Concordo plenamente com o conteudo da carta e gostaria de ve-la repercutir por todo o pais e exterior. Ela retrata a verdade dos fatos. Precisamos de uma imprensa livre para que possamos voltar a ser cidadaos de primeira categoria e nao subalternos de sistemas totalitarios
Abracos, Tereza da Cruz Thompson
Luiz Prado disse…
A Folha de São Paulo é mesmo essa "coisa", fruto do autoritarismo paulistano!
Braso disse…
Parabéns Ciro, sua carta não tem o que tirar nem por, somos todos solidários, parabéns mais uma vez pela inteligencia e sensatez dessa carta e abaixo a imprensa vendida do Brasil.
Infelizmente, a verdade é que aqui no Brasil grande parte da imprensa não é confiável, pois distorce e manipula a informação, defendendo interesses particulares inconfessáveis.
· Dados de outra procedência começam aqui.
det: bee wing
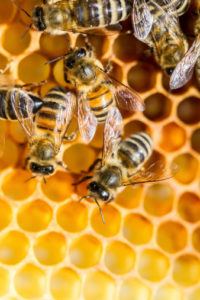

Isto é péssimo para o Brasil.

Vinicius Nardi
Por uma Preservação e Desenvolvimento Justos, Sustentáveis e Eficientes
Ana disse…
Parabéns, Ciro Siqueira, pela carta.O Brasil precisa de homens decentes como você.Assim como, entre um prato de folhas de árvores e um prato de comida há diferença, você também faz a diferença. Muito obrigada!
Junior ou Juca disse…
Ciro boa tarde.
Achei desnecessaria a agressividade exagerada do seu texto. Vivemos um momento onde ter razão apenas não basta. Para o grande publico, importa muito a delicadeza ou sutileza na expressao das idéias. Sugiro pensar no assunto. Parabens pela sua importantissima atuação com relação ao tema e pela espetacular posição sobre o mesmo, afinal como vc diz, "Quem tem que preservar florestas a bem social é o Estado". Pena que as nossas lideranças ainda não abraçaram a idéia!